We get where they were going with this project and the tagline “The Road to Delicious Is Antibiotic-Free”, but it’s hard not to conclude that any farmers who use antibiotics in any circumstance are not very good at their jobs—and that implication extends to nearly every farmer in this country. Now who supplies Panera with the meat for its sandwiches?

The response from the animal husbandry community wasn’t so positive:

A few points to make: there’s a reason that “antibiotic-free” is such a strong selling point. Meat testing research has strongly tied hyper-resistant bacteria to the overuse of antibiotics in farm settings. At the same time, this does not in any way mean that antibiotics are, in general, a bad thing. In fact, they’re an essential part of the farmer’s life used to prevent disease and ensure that meat is fit for market; most are sold over the counter.

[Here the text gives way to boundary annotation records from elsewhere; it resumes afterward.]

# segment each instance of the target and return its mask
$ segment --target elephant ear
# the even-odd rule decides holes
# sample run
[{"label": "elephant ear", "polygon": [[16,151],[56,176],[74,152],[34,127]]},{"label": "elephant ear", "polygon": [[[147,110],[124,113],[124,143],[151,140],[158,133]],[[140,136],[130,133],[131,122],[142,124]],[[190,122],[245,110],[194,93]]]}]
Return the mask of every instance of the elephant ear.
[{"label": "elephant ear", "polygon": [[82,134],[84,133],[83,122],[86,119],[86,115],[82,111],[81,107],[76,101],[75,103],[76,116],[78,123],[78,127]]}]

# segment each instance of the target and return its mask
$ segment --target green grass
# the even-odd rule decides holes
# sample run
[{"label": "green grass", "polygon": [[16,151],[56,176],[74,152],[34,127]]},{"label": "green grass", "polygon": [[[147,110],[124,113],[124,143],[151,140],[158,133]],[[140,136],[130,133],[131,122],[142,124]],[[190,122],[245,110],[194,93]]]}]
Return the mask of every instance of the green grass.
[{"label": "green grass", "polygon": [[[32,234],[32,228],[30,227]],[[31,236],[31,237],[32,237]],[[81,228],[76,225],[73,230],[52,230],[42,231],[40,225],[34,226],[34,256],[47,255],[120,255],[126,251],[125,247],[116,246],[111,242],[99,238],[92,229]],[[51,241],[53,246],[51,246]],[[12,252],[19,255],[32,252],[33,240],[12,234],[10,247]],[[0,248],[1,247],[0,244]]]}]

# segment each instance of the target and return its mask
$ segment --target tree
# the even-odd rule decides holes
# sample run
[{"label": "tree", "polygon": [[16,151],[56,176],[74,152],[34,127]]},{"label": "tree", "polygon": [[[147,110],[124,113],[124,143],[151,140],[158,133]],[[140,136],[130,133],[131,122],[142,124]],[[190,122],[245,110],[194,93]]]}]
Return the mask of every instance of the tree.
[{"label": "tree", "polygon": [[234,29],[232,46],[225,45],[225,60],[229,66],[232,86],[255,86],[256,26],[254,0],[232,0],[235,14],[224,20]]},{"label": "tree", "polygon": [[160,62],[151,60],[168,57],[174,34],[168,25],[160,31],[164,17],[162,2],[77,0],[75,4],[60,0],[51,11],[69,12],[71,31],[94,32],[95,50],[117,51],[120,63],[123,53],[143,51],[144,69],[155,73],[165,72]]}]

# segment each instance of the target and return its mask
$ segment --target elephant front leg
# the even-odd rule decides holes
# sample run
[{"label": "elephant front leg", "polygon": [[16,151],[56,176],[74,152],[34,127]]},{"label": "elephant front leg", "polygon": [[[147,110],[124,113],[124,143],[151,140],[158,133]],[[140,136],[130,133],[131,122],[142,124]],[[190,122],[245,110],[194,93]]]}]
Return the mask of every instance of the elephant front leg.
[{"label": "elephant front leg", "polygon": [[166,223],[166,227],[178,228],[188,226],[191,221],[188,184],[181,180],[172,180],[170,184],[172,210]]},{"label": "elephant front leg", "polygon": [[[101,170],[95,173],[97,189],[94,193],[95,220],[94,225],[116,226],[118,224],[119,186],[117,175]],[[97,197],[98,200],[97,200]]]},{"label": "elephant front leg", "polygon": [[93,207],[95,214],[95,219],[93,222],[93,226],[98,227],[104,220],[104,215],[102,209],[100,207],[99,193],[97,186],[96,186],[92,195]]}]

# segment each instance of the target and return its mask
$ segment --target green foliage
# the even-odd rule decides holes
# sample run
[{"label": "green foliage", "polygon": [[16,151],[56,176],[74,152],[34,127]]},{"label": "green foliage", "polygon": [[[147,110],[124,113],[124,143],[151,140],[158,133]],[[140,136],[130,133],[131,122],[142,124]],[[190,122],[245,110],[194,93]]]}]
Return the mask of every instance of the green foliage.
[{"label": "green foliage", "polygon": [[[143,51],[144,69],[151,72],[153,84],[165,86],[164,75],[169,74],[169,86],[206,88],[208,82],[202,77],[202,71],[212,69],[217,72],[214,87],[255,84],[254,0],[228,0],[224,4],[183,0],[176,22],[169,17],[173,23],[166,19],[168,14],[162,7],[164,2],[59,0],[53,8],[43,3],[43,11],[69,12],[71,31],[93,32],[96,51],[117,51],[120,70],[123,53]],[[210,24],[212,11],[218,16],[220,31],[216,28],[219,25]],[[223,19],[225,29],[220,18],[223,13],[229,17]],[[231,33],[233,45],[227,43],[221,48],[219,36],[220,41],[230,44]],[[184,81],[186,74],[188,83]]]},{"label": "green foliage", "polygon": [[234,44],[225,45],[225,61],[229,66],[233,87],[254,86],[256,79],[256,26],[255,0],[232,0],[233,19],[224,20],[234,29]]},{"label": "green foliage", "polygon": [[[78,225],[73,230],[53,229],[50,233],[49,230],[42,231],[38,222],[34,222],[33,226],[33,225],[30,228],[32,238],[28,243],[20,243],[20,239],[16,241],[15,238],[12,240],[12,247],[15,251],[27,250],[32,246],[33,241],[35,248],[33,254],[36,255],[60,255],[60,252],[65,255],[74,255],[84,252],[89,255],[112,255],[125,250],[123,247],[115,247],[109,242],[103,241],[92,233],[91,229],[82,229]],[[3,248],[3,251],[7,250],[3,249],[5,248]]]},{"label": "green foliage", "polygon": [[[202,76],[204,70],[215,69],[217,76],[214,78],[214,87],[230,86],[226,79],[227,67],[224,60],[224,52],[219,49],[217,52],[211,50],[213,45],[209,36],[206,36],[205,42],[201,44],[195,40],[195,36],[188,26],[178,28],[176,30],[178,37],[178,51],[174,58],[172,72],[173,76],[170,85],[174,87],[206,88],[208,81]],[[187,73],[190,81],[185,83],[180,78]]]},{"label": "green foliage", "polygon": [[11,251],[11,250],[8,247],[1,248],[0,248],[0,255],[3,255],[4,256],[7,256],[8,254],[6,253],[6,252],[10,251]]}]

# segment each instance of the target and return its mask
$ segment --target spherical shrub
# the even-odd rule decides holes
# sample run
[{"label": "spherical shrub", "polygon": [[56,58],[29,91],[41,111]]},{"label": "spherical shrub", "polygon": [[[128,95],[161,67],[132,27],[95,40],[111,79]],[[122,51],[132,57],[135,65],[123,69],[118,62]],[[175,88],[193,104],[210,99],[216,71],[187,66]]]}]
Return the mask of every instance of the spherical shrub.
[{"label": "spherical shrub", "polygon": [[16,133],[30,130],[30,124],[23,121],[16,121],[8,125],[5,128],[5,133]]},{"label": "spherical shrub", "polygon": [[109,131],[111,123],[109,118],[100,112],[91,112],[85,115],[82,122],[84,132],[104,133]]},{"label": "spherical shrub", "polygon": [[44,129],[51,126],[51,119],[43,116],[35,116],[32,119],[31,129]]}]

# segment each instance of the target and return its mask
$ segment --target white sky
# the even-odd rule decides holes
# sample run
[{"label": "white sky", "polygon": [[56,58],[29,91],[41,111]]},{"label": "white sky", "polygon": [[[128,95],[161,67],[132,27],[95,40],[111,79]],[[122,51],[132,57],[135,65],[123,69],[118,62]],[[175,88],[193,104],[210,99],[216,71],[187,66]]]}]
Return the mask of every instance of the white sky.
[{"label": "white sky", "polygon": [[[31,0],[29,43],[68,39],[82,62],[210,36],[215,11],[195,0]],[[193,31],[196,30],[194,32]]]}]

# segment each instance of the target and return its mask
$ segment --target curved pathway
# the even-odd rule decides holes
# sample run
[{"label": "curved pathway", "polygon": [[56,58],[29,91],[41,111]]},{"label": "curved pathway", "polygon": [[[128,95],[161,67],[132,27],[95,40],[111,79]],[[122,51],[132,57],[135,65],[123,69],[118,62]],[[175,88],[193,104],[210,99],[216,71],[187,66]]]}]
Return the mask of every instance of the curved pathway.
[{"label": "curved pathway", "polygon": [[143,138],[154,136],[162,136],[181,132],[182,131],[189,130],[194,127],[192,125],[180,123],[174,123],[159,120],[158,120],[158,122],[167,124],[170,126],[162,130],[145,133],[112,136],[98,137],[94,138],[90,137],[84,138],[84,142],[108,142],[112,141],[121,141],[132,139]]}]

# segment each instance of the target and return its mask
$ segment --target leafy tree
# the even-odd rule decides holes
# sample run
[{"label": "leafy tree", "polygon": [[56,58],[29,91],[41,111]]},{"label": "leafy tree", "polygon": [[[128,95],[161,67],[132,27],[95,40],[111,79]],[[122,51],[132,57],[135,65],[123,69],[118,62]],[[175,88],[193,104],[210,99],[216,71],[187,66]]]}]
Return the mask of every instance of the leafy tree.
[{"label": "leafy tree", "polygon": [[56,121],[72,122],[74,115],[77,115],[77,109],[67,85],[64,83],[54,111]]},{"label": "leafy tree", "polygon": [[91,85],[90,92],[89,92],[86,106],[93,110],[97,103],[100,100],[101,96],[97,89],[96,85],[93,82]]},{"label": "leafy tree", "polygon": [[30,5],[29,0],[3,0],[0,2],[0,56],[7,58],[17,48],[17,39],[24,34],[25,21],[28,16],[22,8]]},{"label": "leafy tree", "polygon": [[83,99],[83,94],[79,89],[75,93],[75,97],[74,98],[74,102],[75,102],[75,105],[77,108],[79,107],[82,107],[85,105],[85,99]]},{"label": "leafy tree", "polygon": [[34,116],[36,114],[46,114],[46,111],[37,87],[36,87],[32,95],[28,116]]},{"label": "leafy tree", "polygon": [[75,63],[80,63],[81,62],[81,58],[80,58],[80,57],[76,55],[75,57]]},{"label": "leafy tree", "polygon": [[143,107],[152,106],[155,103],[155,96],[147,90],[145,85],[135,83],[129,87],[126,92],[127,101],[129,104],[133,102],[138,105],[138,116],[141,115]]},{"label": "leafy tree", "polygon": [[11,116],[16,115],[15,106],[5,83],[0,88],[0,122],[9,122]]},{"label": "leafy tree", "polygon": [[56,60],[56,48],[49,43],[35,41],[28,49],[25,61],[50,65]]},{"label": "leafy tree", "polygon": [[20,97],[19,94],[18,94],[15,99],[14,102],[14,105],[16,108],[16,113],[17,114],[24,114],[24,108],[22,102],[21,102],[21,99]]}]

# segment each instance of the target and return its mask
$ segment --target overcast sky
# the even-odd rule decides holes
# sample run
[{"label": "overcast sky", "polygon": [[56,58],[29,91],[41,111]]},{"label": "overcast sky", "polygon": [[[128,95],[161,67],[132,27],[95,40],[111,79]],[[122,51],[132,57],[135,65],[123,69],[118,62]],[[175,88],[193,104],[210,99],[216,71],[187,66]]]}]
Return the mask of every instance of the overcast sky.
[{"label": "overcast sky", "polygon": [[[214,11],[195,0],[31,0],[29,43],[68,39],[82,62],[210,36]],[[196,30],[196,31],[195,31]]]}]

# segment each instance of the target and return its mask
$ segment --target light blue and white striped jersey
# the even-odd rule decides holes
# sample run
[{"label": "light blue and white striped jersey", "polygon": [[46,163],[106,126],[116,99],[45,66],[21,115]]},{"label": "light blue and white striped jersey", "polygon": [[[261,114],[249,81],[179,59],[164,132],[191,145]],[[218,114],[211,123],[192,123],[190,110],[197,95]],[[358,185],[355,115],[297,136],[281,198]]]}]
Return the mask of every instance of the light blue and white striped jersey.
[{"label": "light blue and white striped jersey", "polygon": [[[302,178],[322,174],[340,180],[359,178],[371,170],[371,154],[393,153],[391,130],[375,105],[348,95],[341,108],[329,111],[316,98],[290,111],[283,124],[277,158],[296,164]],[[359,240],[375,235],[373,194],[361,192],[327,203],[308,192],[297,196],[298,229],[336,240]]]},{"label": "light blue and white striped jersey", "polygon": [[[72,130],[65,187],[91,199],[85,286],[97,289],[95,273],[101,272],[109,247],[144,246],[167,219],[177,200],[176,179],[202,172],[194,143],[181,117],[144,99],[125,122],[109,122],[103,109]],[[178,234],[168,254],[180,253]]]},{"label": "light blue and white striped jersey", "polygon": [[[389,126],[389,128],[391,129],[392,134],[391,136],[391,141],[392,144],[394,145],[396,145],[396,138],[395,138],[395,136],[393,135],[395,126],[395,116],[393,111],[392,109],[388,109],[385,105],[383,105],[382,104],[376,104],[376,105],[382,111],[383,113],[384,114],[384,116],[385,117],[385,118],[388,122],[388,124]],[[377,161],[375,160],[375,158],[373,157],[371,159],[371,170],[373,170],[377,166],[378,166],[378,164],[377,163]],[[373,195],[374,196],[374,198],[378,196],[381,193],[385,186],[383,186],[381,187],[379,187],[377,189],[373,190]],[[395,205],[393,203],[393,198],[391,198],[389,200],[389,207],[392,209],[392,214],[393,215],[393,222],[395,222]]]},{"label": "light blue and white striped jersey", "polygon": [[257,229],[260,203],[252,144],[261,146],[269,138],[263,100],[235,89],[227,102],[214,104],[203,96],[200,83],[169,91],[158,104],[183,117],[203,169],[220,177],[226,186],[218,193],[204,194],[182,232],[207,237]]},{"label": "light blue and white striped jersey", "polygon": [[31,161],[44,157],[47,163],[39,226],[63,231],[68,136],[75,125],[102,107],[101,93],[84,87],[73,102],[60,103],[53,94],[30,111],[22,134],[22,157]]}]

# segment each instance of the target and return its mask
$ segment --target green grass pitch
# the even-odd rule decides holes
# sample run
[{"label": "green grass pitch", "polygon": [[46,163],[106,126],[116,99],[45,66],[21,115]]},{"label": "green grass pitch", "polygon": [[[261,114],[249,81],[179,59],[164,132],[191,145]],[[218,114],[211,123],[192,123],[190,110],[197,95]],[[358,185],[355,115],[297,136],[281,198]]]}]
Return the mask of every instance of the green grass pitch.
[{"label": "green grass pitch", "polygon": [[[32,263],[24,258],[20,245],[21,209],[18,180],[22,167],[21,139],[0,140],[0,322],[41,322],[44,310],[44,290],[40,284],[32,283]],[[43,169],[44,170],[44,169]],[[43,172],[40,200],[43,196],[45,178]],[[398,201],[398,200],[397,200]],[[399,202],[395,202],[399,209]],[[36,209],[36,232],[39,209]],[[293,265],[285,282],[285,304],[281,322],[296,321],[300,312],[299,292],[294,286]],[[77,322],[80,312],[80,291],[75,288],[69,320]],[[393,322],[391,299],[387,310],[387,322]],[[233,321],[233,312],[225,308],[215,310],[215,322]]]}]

Farmer and blogger “Dairy Carrie,” who started the backlash against Panera’s campaign with this post, points out that all chicken sold in this country must meet the same FDA standards for antibiotics, meaning that Panera’s chicken is almost certainly not so different from any other chicken consumed in this country. A subsequent blog post by animal health expert Dr. Scott Hurd further discredits the company’s claims, noting that Panera simply can’t prove that it serves only “healthy” chickens  and that certain antibiotic treatments are needed to keep dangerously undetectable diseases out of the food supply. It’s a little…complicated.

At any rate, the #PluckEZChicken tag (get it?) is still trending on Twitter nearly a week later and, while the company deleted the offending feed, many of the campaign’s elements still live on Panera’s homepage.

The clear message here: don’t insult the people who supply your product—especially when your claims aren’t quite airtight.